Arsa sudah tahu jawaban apa yang akan Sabrina berikan. Pada akhirnya, pilihan yang sebetulnya enggan ia lakukan, harus ia ambil.
"Baiklah, sebab kamu menolak tawaranku, sepertinya aku akan mengambil pilihan yang lain," ujar Arsa, dengan pandangan mata yang pura-pura tidak menatap ke arah Sabrina.
Meski tidak bertanya, Arsa sengaja memberitahu. Sebab ia tahu, sang sekertaris sedikit tertarik dengan kalimatnya barusan.
"Aku akan mencari seorang wanita, untuk aku jadikan istri, yang bisa aku sewa rahimnya demi mendapatkan seorang anak. Setelahnya, aku akan menceraikannya tentu saja."
Sabrina sedikit terkejut. Sejauh itukah sang atasan melakukan sesuatu demi mendapatkan anak?
"Aku akan memberimu waktu hingga satu bulan ke depan untuk memikirkannya, Sabrina. Aku tidak memaksa meski sebetulnya sudah berulang kali kamu menolaknya. Aku hanya merasa kamu adalah wanita baik-baik yang sangat tepat untuk menjadi ibu bagi anak-anakku kelak," ungkap Arsa dengan pandangan lurus ke arah kedua mata sekretarisnya.
Tatapan mata Arsa membuat Sabrina serbasalah. Gadis itu bingung bersikap karena Arsa enggan memalingkan wajahnya ke arah lain.

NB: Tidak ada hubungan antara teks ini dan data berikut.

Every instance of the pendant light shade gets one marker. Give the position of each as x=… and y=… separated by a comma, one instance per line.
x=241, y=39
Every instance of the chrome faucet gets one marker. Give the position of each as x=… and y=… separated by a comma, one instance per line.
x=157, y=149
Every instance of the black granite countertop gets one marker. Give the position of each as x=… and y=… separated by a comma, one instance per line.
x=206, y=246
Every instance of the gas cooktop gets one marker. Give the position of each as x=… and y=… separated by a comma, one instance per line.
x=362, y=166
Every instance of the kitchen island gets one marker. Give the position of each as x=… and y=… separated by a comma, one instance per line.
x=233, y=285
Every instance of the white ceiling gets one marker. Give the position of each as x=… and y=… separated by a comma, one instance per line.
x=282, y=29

Setelah berkata seperti itu, Arsa beranjak dari duduknya, berjalan mendekat ke arah sang sekertaris dan berhenti tepat di depannya. Jarak yang teramat dekat, membuat Sabrina harus menahan napasnya. Jantungnya seolah ingin meloncat keluar. Dadanya semakin berdebar tak karuan. Tak sanggup membalas tatapan sang atasan, Sabrina memilih menunduk.
Namun bukan Arsa namanya —lelaki pendiam dan super baik hati itu— setelah ia puasa akan sentuhan wanita di kehidupannya, akan diam saja memandang wajah cantik di depan mata, tanpa melakukan apa pun.
Tangan kanan Arsa bergerak menuju ke arah dagu Sabrina, menyentuhnya supaya terangkat dan balik menatapnya.
"Selain Lara alasanmu menolakku, juga ada alasan lain yang aku tahu, yaitu kamu yang tidak mencintaiku, Sabrina," ucap Arsa.
Lelaki itu masih menyentuh dagu Sabrina, bahkan sudah mulai dengan nakalnya membelai bibir tipis berlipstik merah milik si sekertaris, dengan sangat lembut dan menggoda.
"Kita lihat saja, apakah waktu sebulan ini aku akan berhasil mendapatkanmu, atau malah aku yang harus kecewa sebab mesti mencari wanita lain untuk aku jadikan istri sewaan."
Kalimat Arsa yang kembali mengingatkan gadis di depannya, mau tak mau masuk ke dalam otak dan alam bawah sadar Sabrina. "Apakah aksi yang akan dilakukan oleh atasannya itu selama satu bulan ini?" batin Sabrina.
Di tengah pikiran Sabrina yang sudah mengelana entah ke mana, tiba-tiba Arsa mencium bibir gadis itu, dengan sebelumnya membelai bibir tipis tadi dan sedikit menariknya agar terbuka, memudahkan Arsa mereguk kenikmatan atas bibir yang terasa manis itu dan juga seluruh bagian dalamnya yang ia absen satu per satu dengan lidah yang mengecap basah.